The stagnant heat. The ticking of the clock. No more overalls. Instead, a pale blue dress. My hair was twisted up instead of down in careless waves. My lips covered in a pale rose instead of their natural hue.

We were back.

Bobby and I had spent the morning gathering goods for the cookout the next day. Rory said he would be returning at one, but it was already past two and he hadn't arrived.

Bobby and I sat across the kitchen table from one another, untouched glasses of my 50/50 lemonade and iced tea mix, sitting in front of us. This was harder than I ever imagined it could be. Two weeks was not enough time, yet too long. Now I had to pretend I didn't know how sweet life could taste. I had to adjust my palate back to accepting the stale bite of the everyday.

“Lil, now that we're back here, I was thinking maybe I should stay somewhere else. Get a room at a motel or something. It just doesn't feel right.”

“No, I don't want you to leave.”

Having Bobby around would at least make things tolerable. Without his everyday presence, my routine would go back to the time before he rang that doorbell weeks ago.

“I can't live in my brother's house. Be his guest knowing what we did.”

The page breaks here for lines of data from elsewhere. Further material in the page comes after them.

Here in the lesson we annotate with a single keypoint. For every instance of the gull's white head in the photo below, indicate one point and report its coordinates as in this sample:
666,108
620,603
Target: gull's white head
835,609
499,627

Did. The word was finite. Was it really done? We hadn't laid ground rules, but we kept alluding to the fact that somehow those two magical weeks needed to stay at the lake house. That we just wanted to allow ourselves the freedom that we had deprived ourselves of just so we could tolerate the rest of our existence. But of course, we lied to ourselves because there was no going back after what we did. There wasn't seven years ago, and there wasn't at that moment.

“Bobby—”

Just then the front door creaked open and we both stiffened in our seats as Rory finally arrived. He had a smile on his face as he huffed and puffed, his face sticky with sweat.

“I'm home!” he shouted playfully. It was strange how much happier he was to come home now that Bobby was back.

I stood up and smiled, doing my best to mask the frustration I felt towards Bobby's desire to move.